Simulation-Based Assessment of Graduate Neurology Trainees' Performance Managing Acute Ischemic Stroke

Background and Objectives

Multidisciplinary acute stroke teams improve acute ischemic stroke management but may hinder trainees’ education, which in turn may contribute to poorer outcomes in community hospitals on graduation. Our goal was to assess graduate neurology trainee performance independently of a multidisciplinary stroke team in the management of acute ischemic stroke, tissue plasminogen activator (tPA)–related hemorrhage, and cerebral herniation syndrome.

Methods

In this prospective, observational, single-center simulation-based study, participants (subinterns to attending physicians) managed a patient with acute ischemic stroke followed by tPA-related hemorrhagic conversion leading to cerebral herniation. Critical actions were developed by a modified Delphi approach based on relevant American Heart Association guidelines and the Neurocritical Care Society’s Emergency Neurologic Life Support protocols.
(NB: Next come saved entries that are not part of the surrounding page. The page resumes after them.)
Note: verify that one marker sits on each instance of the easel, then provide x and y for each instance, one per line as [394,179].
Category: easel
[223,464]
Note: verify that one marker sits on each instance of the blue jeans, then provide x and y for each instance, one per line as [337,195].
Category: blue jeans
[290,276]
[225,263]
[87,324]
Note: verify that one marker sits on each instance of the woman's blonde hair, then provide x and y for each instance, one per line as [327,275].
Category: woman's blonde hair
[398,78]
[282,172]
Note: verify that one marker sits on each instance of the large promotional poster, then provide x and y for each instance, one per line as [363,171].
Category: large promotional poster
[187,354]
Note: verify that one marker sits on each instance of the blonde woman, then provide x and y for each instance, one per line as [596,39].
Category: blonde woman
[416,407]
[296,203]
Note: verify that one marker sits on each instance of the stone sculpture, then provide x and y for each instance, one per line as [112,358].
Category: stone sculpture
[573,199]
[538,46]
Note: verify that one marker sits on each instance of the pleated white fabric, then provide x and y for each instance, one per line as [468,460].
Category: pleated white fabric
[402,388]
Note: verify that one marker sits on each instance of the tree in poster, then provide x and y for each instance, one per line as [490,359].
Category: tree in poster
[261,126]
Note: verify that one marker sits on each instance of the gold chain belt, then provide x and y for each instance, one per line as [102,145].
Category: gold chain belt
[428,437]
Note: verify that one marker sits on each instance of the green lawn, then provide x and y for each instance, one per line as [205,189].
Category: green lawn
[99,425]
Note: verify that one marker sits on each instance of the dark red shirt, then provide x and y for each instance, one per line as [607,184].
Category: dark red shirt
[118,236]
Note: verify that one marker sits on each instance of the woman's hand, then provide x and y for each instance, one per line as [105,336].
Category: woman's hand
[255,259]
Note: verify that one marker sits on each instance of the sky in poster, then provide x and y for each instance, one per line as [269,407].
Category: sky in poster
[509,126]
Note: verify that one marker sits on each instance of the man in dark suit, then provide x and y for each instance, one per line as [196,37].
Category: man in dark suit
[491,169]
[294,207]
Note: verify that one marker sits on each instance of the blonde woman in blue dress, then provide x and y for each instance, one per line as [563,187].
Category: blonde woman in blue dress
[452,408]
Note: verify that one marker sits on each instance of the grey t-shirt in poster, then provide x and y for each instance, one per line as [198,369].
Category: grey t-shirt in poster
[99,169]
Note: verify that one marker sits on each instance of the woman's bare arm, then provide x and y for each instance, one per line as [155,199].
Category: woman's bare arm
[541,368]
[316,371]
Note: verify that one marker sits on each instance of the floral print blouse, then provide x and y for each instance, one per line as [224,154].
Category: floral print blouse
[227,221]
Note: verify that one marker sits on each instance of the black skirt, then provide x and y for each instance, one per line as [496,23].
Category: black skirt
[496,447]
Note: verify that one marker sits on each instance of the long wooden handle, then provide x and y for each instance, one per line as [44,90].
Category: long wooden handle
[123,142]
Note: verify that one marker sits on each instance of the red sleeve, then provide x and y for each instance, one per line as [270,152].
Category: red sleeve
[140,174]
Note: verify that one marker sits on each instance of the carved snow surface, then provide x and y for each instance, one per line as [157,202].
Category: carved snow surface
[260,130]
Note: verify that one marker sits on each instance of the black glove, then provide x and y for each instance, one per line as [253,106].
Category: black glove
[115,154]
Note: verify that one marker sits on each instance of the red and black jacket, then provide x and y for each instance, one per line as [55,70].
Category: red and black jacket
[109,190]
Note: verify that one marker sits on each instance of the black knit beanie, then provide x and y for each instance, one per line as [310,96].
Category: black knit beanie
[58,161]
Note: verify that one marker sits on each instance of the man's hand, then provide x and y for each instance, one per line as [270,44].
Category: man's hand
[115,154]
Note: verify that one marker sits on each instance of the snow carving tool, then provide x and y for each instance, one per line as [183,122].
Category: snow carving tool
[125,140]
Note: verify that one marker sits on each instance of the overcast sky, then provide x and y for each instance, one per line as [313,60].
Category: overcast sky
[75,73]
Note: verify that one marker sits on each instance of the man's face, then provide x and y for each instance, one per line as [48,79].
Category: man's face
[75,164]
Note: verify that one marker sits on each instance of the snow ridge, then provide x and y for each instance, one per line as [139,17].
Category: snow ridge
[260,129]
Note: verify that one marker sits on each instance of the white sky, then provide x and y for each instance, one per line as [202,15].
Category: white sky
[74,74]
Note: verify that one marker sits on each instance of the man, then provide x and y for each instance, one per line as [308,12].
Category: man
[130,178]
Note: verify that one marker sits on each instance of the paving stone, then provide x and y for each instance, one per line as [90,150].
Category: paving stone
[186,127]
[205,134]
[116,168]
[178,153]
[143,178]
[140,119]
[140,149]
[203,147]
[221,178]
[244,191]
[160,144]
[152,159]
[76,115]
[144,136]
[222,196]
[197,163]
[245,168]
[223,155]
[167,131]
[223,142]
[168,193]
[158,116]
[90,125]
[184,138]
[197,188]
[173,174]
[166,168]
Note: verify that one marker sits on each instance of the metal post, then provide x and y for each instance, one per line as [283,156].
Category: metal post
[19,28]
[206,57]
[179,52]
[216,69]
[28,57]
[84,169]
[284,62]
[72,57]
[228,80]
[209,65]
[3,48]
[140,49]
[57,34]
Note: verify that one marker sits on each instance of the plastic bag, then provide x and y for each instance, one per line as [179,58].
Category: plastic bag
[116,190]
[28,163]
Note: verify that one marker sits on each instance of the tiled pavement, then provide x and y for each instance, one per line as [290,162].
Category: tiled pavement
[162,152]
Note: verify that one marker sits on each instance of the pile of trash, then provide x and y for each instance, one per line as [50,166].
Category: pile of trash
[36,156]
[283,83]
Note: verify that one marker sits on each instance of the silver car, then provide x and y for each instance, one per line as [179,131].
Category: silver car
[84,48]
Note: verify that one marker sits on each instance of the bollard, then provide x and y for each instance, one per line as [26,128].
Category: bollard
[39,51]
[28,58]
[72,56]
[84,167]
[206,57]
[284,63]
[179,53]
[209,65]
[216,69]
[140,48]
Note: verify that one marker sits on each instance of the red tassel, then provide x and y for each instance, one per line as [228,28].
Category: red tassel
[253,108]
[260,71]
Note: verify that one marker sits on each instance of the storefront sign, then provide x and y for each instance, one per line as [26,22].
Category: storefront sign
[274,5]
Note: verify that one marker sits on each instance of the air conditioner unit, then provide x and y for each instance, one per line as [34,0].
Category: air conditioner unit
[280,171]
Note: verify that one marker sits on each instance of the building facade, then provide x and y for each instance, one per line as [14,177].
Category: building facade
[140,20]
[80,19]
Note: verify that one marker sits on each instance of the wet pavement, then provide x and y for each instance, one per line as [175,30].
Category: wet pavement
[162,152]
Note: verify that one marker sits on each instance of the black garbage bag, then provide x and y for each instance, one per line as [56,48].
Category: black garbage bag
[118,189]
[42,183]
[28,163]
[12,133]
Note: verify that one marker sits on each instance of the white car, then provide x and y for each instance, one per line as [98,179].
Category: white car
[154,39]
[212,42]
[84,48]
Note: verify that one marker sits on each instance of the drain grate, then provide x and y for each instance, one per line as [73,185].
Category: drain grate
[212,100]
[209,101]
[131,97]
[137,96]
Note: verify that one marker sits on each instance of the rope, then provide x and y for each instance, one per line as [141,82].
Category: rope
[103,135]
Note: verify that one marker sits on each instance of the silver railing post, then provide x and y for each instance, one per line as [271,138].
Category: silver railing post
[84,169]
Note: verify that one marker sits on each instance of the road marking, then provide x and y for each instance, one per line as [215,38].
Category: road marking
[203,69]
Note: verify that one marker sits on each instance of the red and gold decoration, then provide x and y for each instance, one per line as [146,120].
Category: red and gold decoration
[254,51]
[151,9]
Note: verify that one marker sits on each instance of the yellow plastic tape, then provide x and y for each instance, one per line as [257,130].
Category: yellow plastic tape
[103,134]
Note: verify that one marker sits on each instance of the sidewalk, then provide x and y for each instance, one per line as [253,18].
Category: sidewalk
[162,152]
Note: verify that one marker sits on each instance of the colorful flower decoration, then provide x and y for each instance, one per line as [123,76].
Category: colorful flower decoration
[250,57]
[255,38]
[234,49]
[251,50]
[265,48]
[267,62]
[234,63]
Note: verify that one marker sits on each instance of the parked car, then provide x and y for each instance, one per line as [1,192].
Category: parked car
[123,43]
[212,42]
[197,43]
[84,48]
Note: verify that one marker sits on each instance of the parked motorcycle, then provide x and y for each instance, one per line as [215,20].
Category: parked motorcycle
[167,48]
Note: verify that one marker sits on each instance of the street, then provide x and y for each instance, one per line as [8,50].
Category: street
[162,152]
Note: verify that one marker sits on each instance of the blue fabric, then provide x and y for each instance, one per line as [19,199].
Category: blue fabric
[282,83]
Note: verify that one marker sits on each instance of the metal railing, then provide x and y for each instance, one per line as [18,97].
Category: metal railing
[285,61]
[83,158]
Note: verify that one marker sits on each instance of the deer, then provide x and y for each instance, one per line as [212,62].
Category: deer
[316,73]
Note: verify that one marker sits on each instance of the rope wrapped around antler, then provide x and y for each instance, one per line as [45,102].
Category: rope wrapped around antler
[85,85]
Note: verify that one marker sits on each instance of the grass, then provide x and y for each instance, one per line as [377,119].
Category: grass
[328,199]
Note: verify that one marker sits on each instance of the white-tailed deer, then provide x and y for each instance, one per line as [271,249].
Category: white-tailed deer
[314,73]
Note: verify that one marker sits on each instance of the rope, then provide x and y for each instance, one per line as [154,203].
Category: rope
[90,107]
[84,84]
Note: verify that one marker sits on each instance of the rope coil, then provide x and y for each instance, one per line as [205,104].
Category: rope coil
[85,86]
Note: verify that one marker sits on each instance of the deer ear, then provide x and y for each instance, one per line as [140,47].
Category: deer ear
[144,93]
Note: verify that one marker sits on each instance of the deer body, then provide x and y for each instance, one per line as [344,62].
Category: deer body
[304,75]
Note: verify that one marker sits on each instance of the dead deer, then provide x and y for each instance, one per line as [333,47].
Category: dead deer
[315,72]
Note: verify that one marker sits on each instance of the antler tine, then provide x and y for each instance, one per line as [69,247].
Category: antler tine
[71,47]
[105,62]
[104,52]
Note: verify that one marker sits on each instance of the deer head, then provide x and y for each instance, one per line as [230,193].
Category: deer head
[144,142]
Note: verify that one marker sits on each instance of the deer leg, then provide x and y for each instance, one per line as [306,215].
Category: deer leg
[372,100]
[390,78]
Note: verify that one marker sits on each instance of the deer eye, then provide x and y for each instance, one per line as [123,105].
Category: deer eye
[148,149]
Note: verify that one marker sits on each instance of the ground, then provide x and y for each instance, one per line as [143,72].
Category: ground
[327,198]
The primary outcome measure was graduate neurology trainees’ critical action item sum score. We sought validity evidence to support our findings by comparing performance across 4 levels of training.

Results

Fifty-three trainees (including 31 graduate neurology trainees) and 5 attending physicians completed the simulation. The mean sum of critical actions completed by graduate neurology trainees was 15 of 22 (68%). Ninety percent of graduate neurology trainees properly administered tPA; 84% immediately stopped tPA infusion after patient deterioration; but only 55% reversed tPA according to guidelines. There was a moderately strong effect of level of training on critical action sum score (level 1 mean [SD] score 7.2 [2.8] vs level 2 mean [SD] score 12.3 [2.6] vs level 3 mean [SD] score 13.3 [2.2] vs level 4 mean [SD] score 16.3 [2.4], p < 0.001, R2 = 0.54).

Discussion

Graduate neurology trainees reassuringly perform well in initial management of acute ischemic stroke but frequently make errors in the treatment of hemorrhagic transformation after thrombolysis, suggesting the need for more education surrounding this low-frequency, high-acuity event. High-fidelity simulation holds promise as an assessment tool for acute stroke management performance.